In Your Voice Stories Student Productions

Dirt: From a Woman’s Perspective

I had not put a lot of thought into how the majority of women are portrayed in times of war until I watched this film. For some reason, this story pulled my heart right out of my chest. I remember that photo from my childhood. I understood it in a way a child understands bad things. This film wasn’t the first horrifying piece of journalism I have seen featuring the death and destruction of women and children. My entire lifetime has been plagued with photos, movies, and articles featuring death, war, and destruction with plenty of running screaming bloody starving women and children. Vulnerable women who are scraping dirt in the streets for food, crying, unable to protect or feed the children, begging for peace and protection. They are always covered in dirt. Dirt is everywhere, dry, blowing around, suffocating dirt. Dirt on faces, bodies, vehicles, in the wind, on and in every crevice. I think I always hated it for some reason. The rubble, the dirt. Everything is grey and dead and dry. It is saying to me now like never before, that is all that left. Dirt. When everything we know is gone, there it is, just sitting there.

The film asked us about the pictures, what is behind the pictures? The men are waving, aiming guns and knives, using weapons creating death. The women are vulnerable mud smudged targets, behind walls, sand bags, and helpless in the streets dragging along tattered bags and carrying starving children. The message is clear. I never saw it before. I saw the pictures; I did not process the message. There is an evil you cannot define or avoid.

A woman, an outsider, somehow not meant to know what is going on, just running around screaming in fear and panic. No resources, no help, no one is coming, so they keep scraping the dirt. This is your fault somehow, you can’t keep the peace, you don’t even know what is going on in your home, your neighborhood, or your life. Running in circles looking for more dirt, good dirt, dirt that yields crops and hope. Dirt that does not run with blood.

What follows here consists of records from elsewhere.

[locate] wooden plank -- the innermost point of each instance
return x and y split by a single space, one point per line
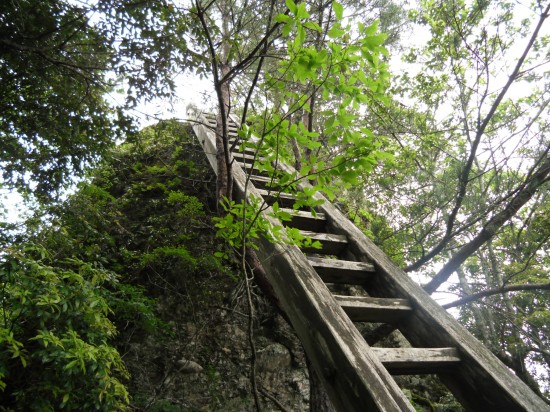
481 382
331 244
369 309
414 361
244 158
285 200
342 271
304 220
263 182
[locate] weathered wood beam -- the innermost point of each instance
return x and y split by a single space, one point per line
415 361
352 374
369 309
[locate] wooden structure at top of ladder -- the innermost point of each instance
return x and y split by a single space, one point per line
358 377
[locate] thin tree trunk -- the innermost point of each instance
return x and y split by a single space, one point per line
538 178
318 398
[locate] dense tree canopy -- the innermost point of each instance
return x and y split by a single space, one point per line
445 163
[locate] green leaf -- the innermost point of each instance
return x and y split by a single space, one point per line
291 6
338 10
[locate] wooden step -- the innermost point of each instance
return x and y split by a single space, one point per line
369 309
305 220
342 271
415 361
285 200
331 244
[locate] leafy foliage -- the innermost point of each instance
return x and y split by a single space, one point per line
56 336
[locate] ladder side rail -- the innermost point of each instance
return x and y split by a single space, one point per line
353 376
484 383
207 138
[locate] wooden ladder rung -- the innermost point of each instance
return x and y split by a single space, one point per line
331 244
342 271
369 309
414 361
305 220
244 158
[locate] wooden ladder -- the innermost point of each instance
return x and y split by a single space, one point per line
357 376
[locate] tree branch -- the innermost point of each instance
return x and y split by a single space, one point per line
529 188
464 176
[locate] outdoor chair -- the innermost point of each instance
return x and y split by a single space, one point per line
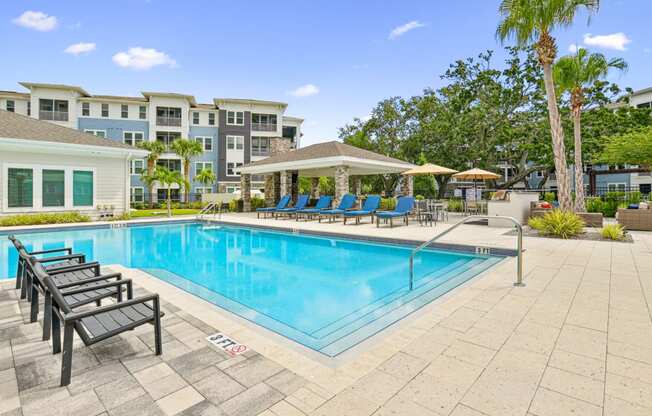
283 203
96 324
81 285
57 262
347 202
368 209
302 201
323 203
403 208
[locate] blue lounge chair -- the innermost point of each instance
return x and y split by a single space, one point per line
302 201
323 203
403 208
283 203
370 206
346 203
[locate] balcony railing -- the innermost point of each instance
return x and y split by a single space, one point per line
263 127
53 115
168 121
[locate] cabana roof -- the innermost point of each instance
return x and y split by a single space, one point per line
322 159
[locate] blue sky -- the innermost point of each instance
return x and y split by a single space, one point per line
330 60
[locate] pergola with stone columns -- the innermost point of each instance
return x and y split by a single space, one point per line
346 163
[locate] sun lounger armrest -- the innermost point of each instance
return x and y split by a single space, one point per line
75 316
54 250
61 258
84 266
116 283
117 276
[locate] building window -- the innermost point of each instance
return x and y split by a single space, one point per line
20 188
235 118
170 164
260 146
168 116
98 133
82 188
133 138
53 188
167 137
206 142
199 166
54 110
230 168
137 194
137 167
235 142
263 122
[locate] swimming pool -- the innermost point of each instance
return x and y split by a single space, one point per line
326 293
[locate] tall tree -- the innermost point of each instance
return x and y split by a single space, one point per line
530 21
186 150
155 150
573 74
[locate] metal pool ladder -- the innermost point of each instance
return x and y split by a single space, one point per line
519 243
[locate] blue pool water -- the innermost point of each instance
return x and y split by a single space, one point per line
326 293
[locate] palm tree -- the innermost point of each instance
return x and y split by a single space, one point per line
530 21
155 150
186 150
167 178
572 73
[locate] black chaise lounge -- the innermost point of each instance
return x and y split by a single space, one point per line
51 263
80 285
96 324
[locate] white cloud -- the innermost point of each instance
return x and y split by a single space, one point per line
80 48
143 58
616 41
36 20
305 91
403 29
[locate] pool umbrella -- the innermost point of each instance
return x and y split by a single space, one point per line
475 174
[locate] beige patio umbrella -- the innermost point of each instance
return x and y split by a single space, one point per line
475 174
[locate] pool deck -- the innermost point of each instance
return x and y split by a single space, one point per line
577 339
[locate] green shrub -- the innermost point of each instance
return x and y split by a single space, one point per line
558 223
613 232
39 219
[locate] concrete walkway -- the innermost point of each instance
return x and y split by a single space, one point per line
576 340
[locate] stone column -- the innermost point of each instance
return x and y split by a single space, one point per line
341 183
314 188
245 191
407 185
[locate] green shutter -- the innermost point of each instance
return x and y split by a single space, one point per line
20 186
82 188
53 188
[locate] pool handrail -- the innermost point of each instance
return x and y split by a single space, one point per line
519 243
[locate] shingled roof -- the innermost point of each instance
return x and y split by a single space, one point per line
323 150
17 126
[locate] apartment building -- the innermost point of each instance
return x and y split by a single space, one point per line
232 131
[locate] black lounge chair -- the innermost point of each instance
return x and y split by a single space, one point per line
59 261
81 284
97 324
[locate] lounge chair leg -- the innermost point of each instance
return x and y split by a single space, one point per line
66 360
56 334
47 316
158 343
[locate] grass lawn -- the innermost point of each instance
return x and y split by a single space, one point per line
161 212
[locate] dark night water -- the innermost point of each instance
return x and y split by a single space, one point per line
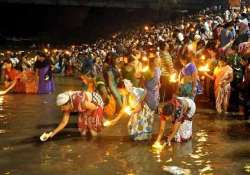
219 145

And here I am, in this continuous war-torn world, in a place that was supposed to be safe. My female friends carrying passports and birth certificates in case they are pulled over or someone breaks down their door and they disappear. It doesn’t matter what they look like in their picture, their last names change the canvas. Evil won’t care about the picture, only the words beside it. I too live with those bastards in their darkened armored vehicles rolling through my quiet forested streets. They are cruising for death in the National Forest, piercing my whole body with a fear that derails my entire day, my night, and every day following. I am enraged at their presence. How dare they trespass on my dirt! There is no peace. There is no relief from the unchecked evil. What are these men doing? Who is going to refuse to pull the trigger? What if I run out of dirt? I thought my dirt was a safe haven. If I had this dirt, I could live no matter what happened around me. I don’t like anyone on my dirt.